Sql-server – Slow While Loop, Query Improvment Assistance

sql serversql-server-2016t-sql

I am working on creating a Datawarehouse.
I have created a Time Dimension (Dim_Time), at 5-minute intervals. Hour Aggregations will have [Minutes] = NULL.
For the purpose of this example:

CREATE TABLE [dbo].[Dim_Time](
    [TimeID] [int] IDENTITY(1,1) NOT NULL,
    [StartDateTime] [datetime] NULL,
    [Hour] [int] NULL,
    [Minute] [int] NULL,
  CONSTRAINT [PK_Dim_Time] PRIMARY KEY CLUSTERED 
  ([TimeID] ASC)
  ) ON [PRIMARY]
GO

Then I have an Incoming Table, which is updated every 5 minutes from the OLTP Database.

CREATE TABLE [dbo].[Stg_IncomingQueue](
    [IncomingID] [int] IDENTITY(1,1) NOT NULL,
    [CustomerID] [int] NOT NULL,
    [TimeID] [int] NULL,
    [InsertTime] [datetime] NULL,
 CONSTRAINT [PK_IncomingQueueMonitor] PRIMARY KEY CLUSTERED 
([IncomingID] ASC)
) ON [PRIMARY]
GO

I then have the following While loop.
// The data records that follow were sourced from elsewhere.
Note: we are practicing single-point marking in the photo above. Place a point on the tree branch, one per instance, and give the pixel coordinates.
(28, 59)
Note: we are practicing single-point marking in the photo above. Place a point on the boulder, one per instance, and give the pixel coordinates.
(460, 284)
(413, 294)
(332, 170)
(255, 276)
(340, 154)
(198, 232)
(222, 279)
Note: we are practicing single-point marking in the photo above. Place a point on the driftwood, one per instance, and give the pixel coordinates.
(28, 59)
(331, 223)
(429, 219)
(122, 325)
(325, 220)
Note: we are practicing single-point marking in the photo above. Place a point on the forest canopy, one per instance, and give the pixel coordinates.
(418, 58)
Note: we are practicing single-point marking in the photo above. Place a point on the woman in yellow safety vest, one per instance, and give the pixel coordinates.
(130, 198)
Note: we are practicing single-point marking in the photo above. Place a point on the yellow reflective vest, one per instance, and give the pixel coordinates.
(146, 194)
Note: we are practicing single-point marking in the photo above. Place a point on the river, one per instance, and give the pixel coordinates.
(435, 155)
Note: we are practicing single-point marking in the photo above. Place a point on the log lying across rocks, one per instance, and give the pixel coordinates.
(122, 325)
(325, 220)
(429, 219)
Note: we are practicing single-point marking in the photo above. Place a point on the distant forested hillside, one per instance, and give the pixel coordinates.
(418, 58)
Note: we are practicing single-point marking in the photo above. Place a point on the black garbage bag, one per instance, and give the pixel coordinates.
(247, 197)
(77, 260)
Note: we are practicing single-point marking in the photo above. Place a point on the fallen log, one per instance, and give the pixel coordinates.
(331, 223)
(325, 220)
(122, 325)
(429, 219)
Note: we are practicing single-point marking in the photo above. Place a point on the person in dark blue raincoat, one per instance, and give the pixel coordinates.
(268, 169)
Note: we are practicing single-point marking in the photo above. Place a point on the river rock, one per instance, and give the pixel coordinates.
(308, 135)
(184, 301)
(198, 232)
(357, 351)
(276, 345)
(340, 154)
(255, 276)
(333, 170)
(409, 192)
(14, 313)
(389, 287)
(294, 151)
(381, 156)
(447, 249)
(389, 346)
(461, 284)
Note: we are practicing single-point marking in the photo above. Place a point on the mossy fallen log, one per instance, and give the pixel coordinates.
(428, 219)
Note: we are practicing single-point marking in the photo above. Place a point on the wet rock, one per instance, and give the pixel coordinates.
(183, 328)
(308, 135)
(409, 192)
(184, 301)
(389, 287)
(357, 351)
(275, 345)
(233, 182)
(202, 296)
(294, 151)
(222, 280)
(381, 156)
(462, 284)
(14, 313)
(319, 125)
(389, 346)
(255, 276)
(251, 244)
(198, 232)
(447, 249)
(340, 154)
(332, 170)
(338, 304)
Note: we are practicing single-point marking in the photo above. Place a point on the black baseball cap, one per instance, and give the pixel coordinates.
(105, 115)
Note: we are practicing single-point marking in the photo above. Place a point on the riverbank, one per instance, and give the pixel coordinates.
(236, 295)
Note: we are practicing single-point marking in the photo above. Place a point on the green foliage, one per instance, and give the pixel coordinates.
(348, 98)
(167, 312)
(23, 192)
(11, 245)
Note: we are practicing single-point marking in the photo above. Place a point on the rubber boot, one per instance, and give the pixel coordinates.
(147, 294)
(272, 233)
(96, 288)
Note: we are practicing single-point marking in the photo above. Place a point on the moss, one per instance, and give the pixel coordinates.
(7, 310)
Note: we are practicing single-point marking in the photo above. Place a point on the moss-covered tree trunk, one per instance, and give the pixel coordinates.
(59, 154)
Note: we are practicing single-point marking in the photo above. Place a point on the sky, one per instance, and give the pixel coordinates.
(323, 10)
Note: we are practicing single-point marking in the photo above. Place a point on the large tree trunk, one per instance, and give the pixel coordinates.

It's purpose is to get the correct 5-Minute time slot (TimeID) that relates to a particular incoming row:

WHILE 0 < (SELECT COUNT(*) FROM [dba_local].[dbo].[Stg_IncomingQueue] WHERE TimeID IS NULL)
BEGIN

    SELECT TOP 1 @IncomingID = IncomingID, @RowInserTime = InsertTime 
    FROM [dba_local].[dbo].[Stg_IncomingQueue] WHERE TimeID IS NULL


    ;WITH DimTime
    AS (
        SELECT MAX(TimeID) AS MaxTimeID FROM [dba_local].[dbo].[Dim_Time]
        WHERE StartDateTime < @RowInserTime AND [Minute] IS NOT NULL
    )
    UPDATE [dba_local].[dbo].[Stg_IncomingQueue]
    SET TimeID = (SELECT MaxTimeID FROM DimTime)
    WHERE IncomingID = @IncomingID

END

It's such a simple process, and yet I cannot figure out a simpler way to update the TimeID. As per the CTE SELECT in the loop, I need to get the MAX(TimeID) where the StartDateTime is less then the rows InsertTime.
Because time is the only relationship, I am struggling with all options to do this in 1 query without the loop, but I feel it is possible

Please can someone help me out here either with a better option or confirming that this is the simplest way.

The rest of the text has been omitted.